PLoS One. 2011;6(8):e22365. doi: 10.1371/journal.pone.0022365. Epub 2011 Aug 4.
Antibodies' protective, pathological, and therapeutic properties result from their considerable diversity. This diversity is almost limitless in potential, but actual diversity is still poorly understood. Here we use deep sequencing to characterize the diversity of the heavy-chain CDR3 region, the most important contributor to antibody binding specificity, and the constituent V, D, and J segments that comprise it. We find that, during the stepwise D-J and then V-DJ recombination events, the choice of D and J segments exert some bias on each other; however, we find the choice of the V segment is essentially independent of both. V, D, and J segments are utilized with different frequencies, resulting in a highly skewed representation of VDJ combinations in the repertoire. Nevertheless, the pattern of segment usage was almost identical between two different individuals. The pattern of V, D, and J segment usage and recombination was insufficient to explain overlap that was observed between the two individuals' CDR3 repertoires. Finally, we find that while there are a near-infinite number of heavy-chain CDR3s in principle, there are about 3-9 million in the blood of an adult human being.

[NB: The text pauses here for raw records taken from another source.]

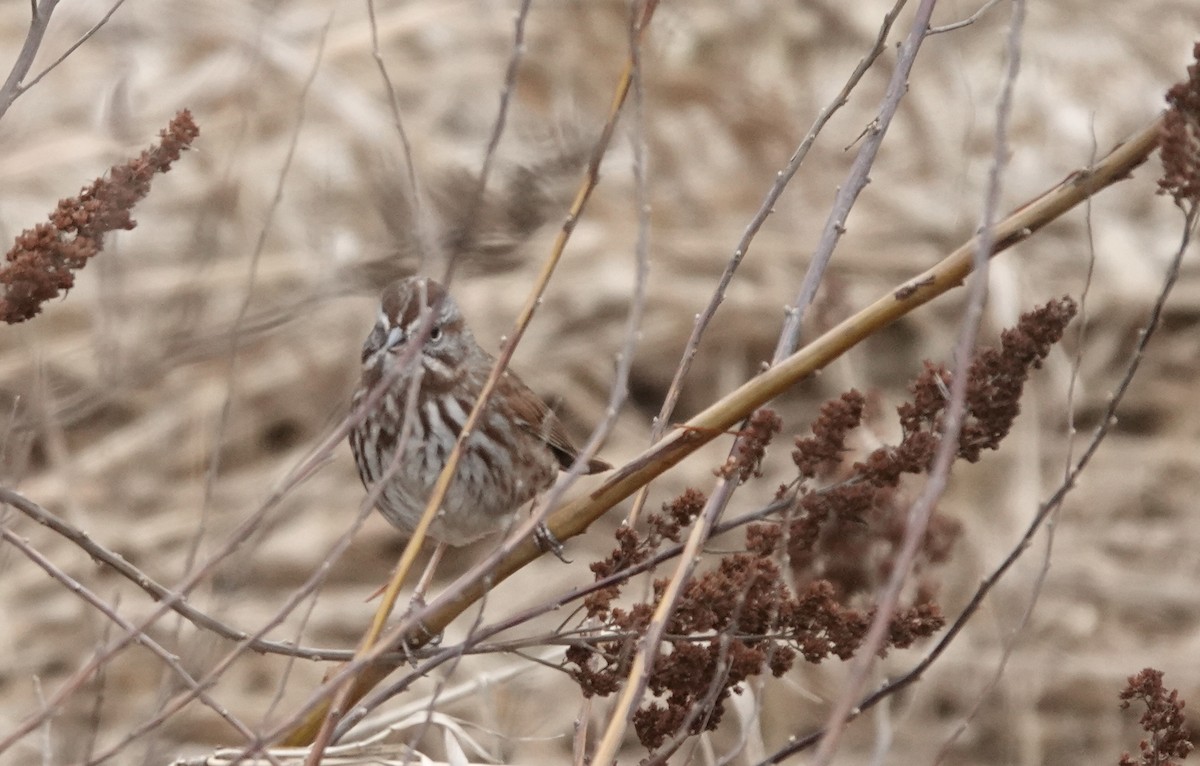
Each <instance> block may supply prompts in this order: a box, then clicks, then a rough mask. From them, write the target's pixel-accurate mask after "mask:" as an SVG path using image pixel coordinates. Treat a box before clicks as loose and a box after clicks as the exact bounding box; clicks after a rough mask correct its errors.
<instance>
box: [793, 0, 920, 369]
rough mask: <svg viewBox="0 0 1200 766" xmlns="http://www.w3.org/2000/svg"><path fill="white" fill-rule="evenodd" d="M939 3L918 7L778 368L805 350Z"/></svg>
mask: <svg viewBox="0 0 1200 766" xmlns="http://www.w3.org/2000/svg"><path fill="white" fill-rule="evenodd" d="M936 1H937V0H922V2H920V5H918V6H917V16H916V18H913V22H912V29H911V30H910V32H908V36H907V37H906V38H905V41H904V43H902V44H901V46H900V54H899V55H898V56H896V68H895V71H894V72H893V73H892V80H890V82H889V83H888V89H887V92H886V94H884V95H883V102H882V103H881V104H880V112H878V114H877V115H876V118H875V119H874V120H872V121H871V124H870V125H868V126H866V136H865V138H863V143H862V145H860V146H859V149H858V155H857V156H856V157H854V163H853V164H852V166H851V168H850V173H848V174H847V176H846V180H845V181H844V182H842V184H841V185H840V186H839V187H838V196H836V197H835V199H834V204H833V209H832V210H830V211H829V217H828V219H826V225H824V229H823V231H822V233H821V240H820V241H818V243H817V249H816V251H815V252H814V253H812V259H811V261H810V262H809V269H808V271H806V273H805V274H804V281H803V282H802V283H800V292H799V294H798V295H797V297H796V300H794V301H793V303H792V305H791V306H788V309H787V318H786V319H785V321H784V330H782V333H780V335H779V343H778V345H776V346H775V355H774V358H773V364H774V363H778V361H779V360H780V359H784V358H785V357H787V355H790V354H792V352H794V351H796V348H797V346H798V345H799V340H800V323H802V322H803V319H804V312H805V311H806V310H808V307H809V305H811V304H812V299H814V298H815V297H816V294H817V286H820V285H821V280H822V277H823V276H824V271H826V268H827V267H828V265H829V261H830V259H832V258H833V251H834V249H835V247H836V246H838V241H839V240H840V239H841V235H842V234H844V233H845V232H846V220H847V219H848V217H850V211H851V209H852V208H853V207H854V202H856V201H857V199H858V195H859V192H862V191H863V188H865V187H866V184H868V182H869V181H870V173H871V166H874V164H875V155H876V154H878V151H880V145H881V144H882V143H883V136H884V134H886V133H887V131H888V127H889V126H890V125H892V118H893V116H895V113H896V109H898V108H899V107H900V101H901V100H902V98H904V96H905V94H906V92H908V73H910V72H912V66H913V64H914V62H916V61H917V52H918V50H920V43H922V42H923V41H924V40H925V32H926V31H928V30H929V18H930V17H931V16H932V13H934V6H935V5H936Z"/></svg>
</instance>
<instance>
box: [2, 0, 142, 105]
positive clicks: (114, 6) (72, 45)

抗体的保护、病理和治疗特性源于其巨大的多样性。这种多样性在潜力上几乎是无限的,但实际的多样性仍未被充分理解。在这里,我们使用深度测序来描述重链 CDR3 区域的多样性,CDR3 区域是抗体结合特异性的最重要贡献者,以及组成它的 V、D 和 J 片段。我们发现,在逐步的 D-J 和 V-DJ 重组事件中,D 段和 J 段的选择相互之间存在一些偏向;然而,我们发现 V 段的选择基本上与两者都无关。V、D 和 J 片段的利用频率不同,导致 VDJ 组合在库中的表示高度偏斜。然而,两个人的 CDR3 库之间观察到的片段使用模式几乎完全相同。V、D 和 J 片段的使用和重组模式不足以解释两个人的 CDR3 库之间的重叠。最后,我们发现虽然理论上存在近无限数量的重链 CDR3,但成年人血液中的 CDR3 约有 300 万至 900 万种。